Thursday, February 26, 2009

Book Review: Water for Elephants


I have a thing about fog. While grey skies in Michigan take me into a hole that is difficult to deal with, fog intrigues me. Maybe it is its ethereal nature, as if by poking my finger into it the greyness disappears like air in a balloon. Maybe it is the calmness that it invokes.

Southwest Florida had a rare dose of extended fog early this month...it crawled in off the Gulf late one afternoon while I was driving home from the north and thought maybe a gigantic fire was raging in a palmetto forest but I could not smell smoke.

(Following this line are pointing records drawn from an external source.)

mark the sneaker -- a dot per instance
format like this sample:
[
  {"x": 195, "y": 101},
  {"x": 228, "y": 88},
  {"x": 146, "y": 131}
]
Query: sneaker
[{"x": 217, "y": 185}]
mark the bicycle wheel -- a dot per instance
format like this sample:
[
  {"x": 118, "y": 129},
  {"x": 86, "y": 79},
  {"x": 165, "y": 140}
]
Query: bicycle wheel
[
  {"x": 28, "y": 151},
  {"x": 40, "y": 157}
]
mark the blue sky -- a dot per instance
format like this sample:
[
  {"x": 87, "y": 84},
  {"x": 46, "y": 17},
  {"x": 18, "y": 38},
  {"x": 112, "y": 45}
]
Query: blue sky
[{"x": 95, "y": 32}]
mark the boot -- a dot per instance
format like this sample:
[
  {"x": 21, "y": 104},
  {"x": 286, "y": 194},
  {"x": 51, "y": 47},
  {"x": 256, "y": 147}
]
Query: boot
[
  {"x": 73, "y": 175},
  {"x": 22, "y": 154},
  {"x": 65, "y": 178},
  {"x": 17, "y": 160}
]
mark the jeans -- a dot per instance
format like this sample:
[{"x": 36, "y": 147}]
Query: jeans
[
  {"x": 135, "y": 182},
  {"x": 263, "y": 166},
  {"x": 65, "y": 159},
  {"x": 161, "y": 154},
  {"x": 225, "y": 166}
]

It was like an opaque cocoon that both comforted and unnerved me and it didn't roll back out to sea for five more days.

About that time I finished reading Sara Gruen's WATER FOR ELEPHANTS, released in 2006,
which I would recommend to anyone. It is a delightfully romantic story set in the last depression
(to separate it from our current one!) told from the memory of 93 year old Jacob Jankowski whose parents are killed when he is finishing Veterinary School in New York. Though he had planned to join his father's thriving veterinary practice, Jacob learned not only that his parents had mortgaged everything they owned to send him to school but that even his father's practice was dissembled to pay their debts.

Penniless and unable to concentrate on his final exams Jacob runs off to seek solace and winds up on the train of a disfunctional circus at a time when any job at all, no matter how horrific, was worth keeping.

For seven years Jacob found his love of all creatures, his high moral standards and his passion for Marlena at life-threatening odds with his superiors whose personality issues ranged from
wanton narcissism to murderous greed.

Jacob is now a spunky old man whose mind is stronger than his body and who rails against the inane rules of the nursing home he calls home. He rarely recognizes his infrequent family visitors but remembers in finite detail his days in the circus. Sara Gruen deftly carries the story from Jacob's current frustrations back to his luscious recollections of what once was. His longing for his beloved Marlena, a beautiful equestrian and star of the show whom he eventually marries but who passes before him, sugar coats his memories that are not always so pleasant.

The third dominant character is Rosie, an elephant purchased for her promise to redeem the circus's failing revenues and who placidly endures her terrible abuse until her own sense compassion is uncontrollably violated.

What endeared me to this story was Sara's wonderful understanding of people and what motivates them to make bad choices. She juxtaposes horrendous cruelty against unbounded compassion but the last page left me with confidence that goodness is master and that all creatures, animal and human, deserve and benefit from it. Her research into a world of human and animal oddities that is foreign to most of us is thorough and her sense of humor softens the sharp edges of an often wicked world.

The circus world is a microcosm from our past but its 'rubes' and its stars teach lessons in WATER FOR ELEPHANTS that are universal and current with a pace that grabbed me within the first few pages and held me captive until the end.

Getting back to the fog...by the fifth day it began to unnerve me. The sun would peek out midday and then recede to let the greyness return. Maybe it was just to remind me of what I 'd escaped for two months of winter. Or, maybe it was to reassure me that fog is like a good read or the healing time spent writing--a lacuna that both embraces and tries to understand the sharp edges of the present.